Ketua RT 010, Saiful, mengatakan persoalan tersebut telah beberapa kali diupayakan penyelesaiannya melalui mediasi secara kekeluargaan bersama pihak terkait. Namun, hingga kini tumpukan sampah di lokasi belum juga dibersihkan.
“Kami sudah mengadakan mediasi sebanyak dua kali. Salah satunya dengan tokoh masyarakat RW 008, Bapak Amir dan Pak Haji Masan. Mediasi terakhir dilakukan sekitar satu bulan yang lalu,” ujar Saiful saat ditemui di lokasi, Minggu (6/9/2026) pagi.
Menurut Saiful, belum adanya penanganan terhadap tumpukan sampah tersebut membuat keresahan warga terus berlanjut. Warga khawatir kondisi itu berdampak terhadap kebersihan lingkungan, menimbulkan gangguan kesehatan, serta berpotensi menghambat aliran air ketika hujan deras.
“Ini sudah sangat mengganggu. Apalagi letaknya berdampingan langsung dengan rumah warga Perumahan Permata Legenda 3. Kalau dibiarkan terus, kami khawatir menjadi sarang penyakit dan menyebabkan banjir saat hujan,” katanya.
Atas kondisi tersebut, warga RW 008 bersama penghuni Perumahan Permata Legenda 3 meminta aktivitas pembuangan sampah di lokasi segera dihentikan. Selain itu, warga berharap tumpukan sampah yang telah berada di lokasi dapat segera diangkut dan dibersihkan.
“Kami meminta dua hal. Pertama, pembuangan sampah harus dihentikan. Kedua, sampah yang sudah menumpuk harus segera diangkat oleh pihak terkait,” tegas Saiful.
Saiful juga mengimbau masyarakat agar tidak membuang sampah sembarangan dan mematuhi ketentuan mengenai pengelolaan sampah yang berlaku di Kota Bekasi.

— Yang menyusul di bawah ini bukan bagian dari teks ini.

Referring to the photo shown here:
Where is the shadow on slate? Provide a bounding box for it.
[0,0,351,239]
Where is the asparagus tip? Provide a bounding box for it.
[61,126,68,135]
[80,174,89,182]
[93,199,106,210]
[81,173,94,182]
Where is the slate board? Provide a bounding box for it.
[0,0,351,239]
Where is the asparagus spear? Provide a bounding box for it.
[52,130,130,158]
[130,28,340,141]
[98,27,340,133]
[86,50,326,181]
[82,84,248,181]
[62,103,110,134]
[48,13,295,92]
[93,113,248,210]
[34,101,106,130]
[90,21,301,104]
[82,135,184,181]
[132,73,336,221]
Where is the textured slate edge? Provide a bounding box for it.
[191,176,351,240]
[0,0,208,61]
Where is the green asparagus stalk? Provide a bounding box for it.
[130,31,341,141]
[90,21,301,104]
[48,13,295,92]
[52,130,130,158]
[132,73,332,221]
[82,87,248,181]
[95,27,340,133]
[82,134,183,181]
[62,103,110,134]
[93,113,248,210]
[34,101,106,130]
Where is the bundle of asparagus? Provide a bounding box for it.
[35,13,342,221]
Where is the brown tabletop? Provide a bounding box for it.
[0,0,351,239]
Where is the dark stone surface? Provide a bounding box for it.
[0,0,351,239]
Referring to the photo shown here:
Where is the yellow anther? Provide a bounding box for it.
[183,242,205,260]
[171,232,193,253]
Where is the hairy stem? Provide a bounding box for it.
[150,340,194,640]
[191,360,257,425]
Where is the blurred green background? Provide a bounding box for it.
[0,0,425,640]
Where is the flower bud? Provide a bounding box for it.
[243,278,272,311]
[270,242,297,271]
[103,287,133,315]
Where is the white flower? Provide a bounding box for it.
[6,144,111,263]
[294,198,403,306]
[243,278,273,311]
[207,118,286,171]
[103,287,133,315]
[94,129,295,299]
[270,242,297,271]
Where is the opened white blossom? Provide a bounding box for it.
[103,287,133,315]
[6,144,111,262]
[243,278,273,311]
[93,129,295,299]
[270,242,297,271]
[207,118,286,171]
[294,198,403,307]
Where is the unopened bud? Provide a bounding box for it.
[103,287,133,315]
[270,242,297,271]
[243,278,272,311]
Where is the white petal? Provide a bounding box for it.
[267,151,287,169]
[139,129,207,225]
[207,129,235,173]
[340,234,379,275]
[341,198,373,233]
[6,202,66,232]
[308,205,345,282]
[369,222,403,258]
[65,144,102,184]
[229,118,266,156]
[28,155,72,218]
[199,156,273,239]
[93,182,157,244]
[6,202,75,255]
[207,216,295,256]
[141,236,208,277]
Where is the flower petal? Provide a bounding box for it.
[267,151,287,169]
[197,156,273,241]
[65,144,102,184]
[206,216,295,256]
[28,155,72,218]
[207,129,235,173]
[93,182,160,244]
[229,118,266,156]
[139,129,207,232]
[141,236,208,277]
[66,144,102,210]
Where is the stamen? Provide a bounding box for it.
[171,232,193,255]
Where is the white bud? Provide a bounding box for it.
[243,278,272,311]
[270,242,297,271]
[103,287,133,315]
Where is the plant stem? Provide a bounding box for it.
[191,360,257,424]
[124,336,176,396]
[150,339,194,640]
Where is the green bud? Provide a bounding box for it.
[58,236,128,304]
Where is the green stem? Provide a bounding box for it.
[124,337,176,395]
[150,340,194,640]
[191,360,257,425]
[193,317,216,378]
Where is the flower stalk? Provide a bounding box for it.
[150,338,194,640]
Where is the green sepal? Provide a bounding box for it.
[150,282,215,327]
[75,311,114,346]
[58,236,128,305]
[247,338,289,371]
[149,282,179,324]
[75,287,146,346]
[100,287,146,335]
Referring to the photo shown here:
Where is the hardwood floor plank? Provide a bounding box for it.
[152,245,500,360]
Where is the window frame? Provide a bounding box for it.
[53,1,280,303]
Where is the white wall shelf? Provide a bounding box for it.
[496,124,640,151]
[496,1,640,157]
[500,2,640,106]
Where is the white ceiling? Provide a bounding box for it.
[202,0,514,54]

Ia berharap Pemerintah Kota Bekasi melalui Dinas Lingkungan Hidup, Kecamatan Mustikajaya, Kelurahan Padurenan, serta pengurus RW 008 dapat segera melakukan penanganan di lapangan.
Menurut warga, langkah tersebut diperlukan agar persoalan tumpukan sampah tidak semakin berlarut dan tidak menimbulkan dampak yang lebih luas terhadap lingkungan maupun kenyamanan masyarakat sekitar.